Kon-mari-ing might give you more closet space, but does it really help?

This question goes back to the fundamental idea of consumerism:

Consumerism is a social and economic order that encourages an acquisition of goods and services in ever-increasing amounts. With the industrial revolution, but particularly in the 20th century, mass production led to overproduction—the supply of goods would grow beyond consumer demand, and so manufacturers turned to planned obsolescence and advertising to manipulate consumer spending. (Source: Wikipedia)

Yes I think we are all manipulated

To the point that we tend to judge others by what they wear, what expensive items they have. We have been influenced to measure our happiness & success by how much we can spend, how fashionable we look, how fast we are able to follow the trends, how many expensive items we are able to buy/accumulate in our home. Special occasions seem more special because we are able to gift our loved ones that expensive watch, limited edition item, exclusive designer bag - the competition and pressure to buy is just endless.

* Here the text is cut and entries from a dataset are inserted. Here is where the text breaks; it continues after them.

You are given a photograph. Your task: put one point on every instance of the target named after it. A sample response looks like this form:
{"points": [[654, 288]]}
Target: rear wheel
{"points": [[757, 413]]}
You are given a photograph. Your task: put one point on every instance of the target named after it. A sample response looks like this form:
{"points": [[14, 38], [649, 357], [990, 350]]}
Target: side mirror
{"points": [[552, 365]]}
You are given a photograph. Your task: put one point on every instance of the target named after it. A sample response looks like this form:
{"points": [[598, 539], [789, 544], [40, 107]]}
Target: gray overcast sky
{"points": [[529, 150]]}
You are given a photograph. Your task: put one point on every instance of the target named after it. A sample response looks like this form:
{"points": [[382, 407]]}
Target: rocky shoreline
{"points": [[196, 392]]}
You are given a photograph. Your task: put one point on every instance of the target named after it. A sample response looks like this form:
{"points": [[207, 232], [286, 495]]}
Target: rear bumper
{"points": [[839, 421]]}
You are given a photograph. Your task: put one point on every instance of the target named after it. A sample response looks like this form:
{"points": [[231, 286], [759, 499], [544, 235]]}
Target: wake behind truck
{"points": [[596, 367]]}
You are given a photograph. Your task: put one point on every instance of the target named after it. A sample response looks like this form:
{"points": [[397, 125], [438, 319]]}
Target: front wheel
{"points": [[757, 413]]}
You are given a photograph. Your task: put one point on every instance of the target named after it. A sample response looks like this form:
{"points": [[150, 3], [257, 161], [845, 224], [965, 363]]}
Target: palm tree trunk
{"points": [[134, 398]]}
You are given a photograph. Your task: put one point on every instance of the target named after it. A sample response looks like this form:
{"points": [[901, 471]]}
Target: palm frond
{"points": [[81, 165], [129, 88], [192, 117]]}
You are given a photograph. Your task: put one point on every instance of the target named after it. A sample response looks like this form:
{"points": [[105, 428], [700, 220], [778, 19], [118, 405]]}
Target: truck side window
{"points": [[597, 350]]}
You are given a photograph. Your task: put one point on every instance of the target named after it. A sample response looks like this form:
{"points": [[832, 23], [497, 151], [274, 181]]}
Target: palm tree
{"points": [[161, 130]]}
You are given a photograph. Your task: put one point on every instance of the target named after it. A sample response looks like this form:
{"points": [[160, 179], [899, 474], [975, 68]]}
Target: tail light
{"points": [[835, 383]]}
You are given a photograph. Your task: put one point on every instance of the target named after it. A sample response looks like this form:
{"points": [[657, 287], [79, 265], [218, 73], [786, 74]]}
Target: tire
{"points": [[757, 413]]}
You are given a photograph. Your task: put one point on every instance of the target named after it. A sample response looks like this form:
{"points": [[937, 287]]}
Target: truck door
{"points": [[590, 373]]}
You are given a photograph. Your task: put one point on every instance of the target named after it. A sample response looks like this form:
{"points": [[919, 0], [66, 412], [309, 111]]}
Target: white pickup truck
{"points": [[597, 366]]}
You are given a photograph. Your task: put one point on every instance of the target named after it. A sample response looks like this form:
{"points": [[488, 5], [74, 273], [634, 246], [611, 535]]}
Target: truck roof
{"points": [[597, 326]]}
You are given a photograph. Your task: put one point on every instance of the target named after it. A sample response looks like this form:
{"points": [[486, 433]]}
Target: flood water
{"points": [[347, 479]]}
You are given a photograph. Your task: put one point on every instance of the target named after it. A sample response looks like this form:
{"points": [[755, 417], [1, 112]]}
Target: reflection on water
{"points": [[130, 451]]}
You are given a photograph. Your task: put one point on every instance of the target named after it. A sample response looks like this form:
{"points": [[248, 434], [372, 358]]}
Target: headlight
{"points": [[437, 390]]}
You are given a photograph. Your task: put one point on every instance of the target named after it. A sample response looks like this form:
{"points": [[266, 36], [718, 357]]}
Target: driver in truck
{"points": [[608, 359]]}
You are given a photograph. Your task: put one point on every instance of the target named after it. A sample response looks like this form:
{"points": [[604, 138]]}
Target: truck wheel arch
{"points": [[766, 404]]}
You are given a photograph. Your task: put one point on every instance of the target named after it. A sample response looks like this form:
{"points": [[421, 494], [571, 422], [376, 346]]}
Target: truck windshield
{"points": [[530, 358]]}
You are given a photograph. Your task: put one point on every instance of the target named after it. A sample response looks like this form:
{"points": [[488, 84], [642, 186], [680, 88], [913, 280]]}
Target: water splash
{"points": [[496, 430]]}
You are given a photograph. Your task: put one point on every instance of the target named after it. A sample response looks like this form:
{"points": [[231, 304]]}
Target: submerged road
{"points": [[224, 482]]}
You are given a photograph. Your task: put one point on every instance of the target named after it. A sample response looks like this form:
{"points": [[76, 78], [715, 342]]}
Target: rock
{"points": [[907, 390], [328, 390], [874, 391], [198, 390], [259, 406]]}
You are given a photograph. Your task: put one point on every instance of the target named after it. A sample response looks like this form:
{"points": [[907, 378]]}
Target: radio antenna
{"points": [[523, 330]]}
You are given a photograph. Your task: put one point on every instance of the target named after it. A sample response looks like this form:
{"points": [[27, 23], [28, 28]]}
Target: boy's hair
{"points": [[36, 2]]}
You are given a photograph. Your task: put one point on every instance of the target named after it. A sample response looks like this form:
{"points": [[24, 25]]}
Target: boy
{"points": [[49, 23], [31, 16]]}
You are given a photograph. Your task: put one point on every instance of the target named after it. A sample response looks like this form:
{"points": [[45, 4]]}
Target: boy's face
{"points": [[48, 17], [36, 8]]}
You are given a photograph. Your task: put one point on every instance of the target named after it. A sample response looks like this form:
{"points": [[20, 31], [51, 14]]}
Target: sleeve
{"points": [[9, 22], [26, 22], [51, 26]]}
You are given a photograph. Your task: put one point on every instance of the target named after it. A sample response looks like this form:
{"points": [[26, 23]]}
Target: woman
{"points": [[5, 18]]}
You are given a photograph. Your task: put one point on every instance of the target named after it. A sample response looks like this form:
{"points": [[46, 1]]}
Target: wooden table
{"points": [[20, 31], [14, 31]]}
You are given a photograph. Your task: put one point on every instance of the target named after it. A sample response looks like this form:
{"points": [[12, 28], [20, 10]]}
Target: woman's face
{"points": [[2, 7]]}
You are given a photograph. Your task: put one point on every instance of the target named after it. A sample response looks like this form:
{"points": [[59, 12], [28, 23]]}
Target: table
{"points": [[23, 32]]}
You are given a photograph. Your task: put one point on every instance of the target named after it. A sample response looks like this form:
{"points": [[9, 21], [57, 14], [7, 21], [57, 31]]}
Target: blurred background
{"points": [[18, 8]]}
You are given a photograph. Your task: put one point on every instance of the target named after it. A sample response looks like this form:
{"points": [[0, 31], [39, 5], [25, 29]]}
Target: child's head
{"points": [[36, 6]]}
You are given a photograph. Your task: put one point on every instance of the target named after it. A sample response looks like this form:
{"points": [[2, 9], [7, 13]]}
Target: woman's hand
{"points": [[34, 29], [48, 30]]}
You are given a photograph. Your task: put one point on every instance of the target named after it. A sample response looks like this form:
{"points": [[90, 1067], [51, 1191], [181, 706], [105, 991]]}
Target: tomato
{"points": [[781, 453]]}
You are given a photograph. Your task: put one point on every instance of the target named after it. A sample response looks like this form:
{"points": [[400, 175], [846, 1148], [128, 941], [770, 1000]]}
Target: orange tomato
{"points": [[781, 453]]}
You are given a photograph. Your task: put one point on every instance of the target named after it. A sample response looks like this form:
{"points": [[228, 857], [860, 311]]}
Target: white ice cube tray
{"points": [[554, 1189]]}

What happens then? STUFF. Just STUFF.

One day we find that our things/clothes/gadgets/toys/bags/kitchenware are overwhelming our physical space, our mental space is burdened because we have to deal with those stuff, while our credit card debts pile up. As our closets and space get filled up with stuff that get dusty & mouldy (very bad for health), the things that used to look shiny and attractive to us, no longer spark joy.

Next, we Kon-Marie them, sort them out, throw out, donate, recycle, fold them nicely into squares, we'll feel all good again......Right? Right? Shifu?

No. This cycle just repeats, if we are not able to get out of consumerism and start to feel fulfilled without buying the next shiny new stuff.

I too, sometimes wish for the chance to go shopping, Oooh... the burst of good feelings from caressing the fine fabrics, and Oooh...the beautiful sight and sounds of shops, the smells of brand new leather bags...... hm... and the sense of feeling alive with possibilities, how I could look more attractive wearing those new pretty garments with perfect cutting that can make me look slender and sexy......

OK! That's enough. YOU! ARE! ENOUGH! SISTA!

Maybe, before we buy the next garment, let's reuse, repurpose, refashion, relove, rethink what we already own, and feel contented about what we have and who we are without the need to consume more?

Maybe, if we are able to take a step back and be conscious of our thoughts and behavior, we might find that who we already are, what we already own are better than what's in the shops?

Thank you so much for staying with me, reading something that you have probably heard 1000 times already.

Remember, "You Are Enough". You don't need more things to feel more fulfilled and attractive.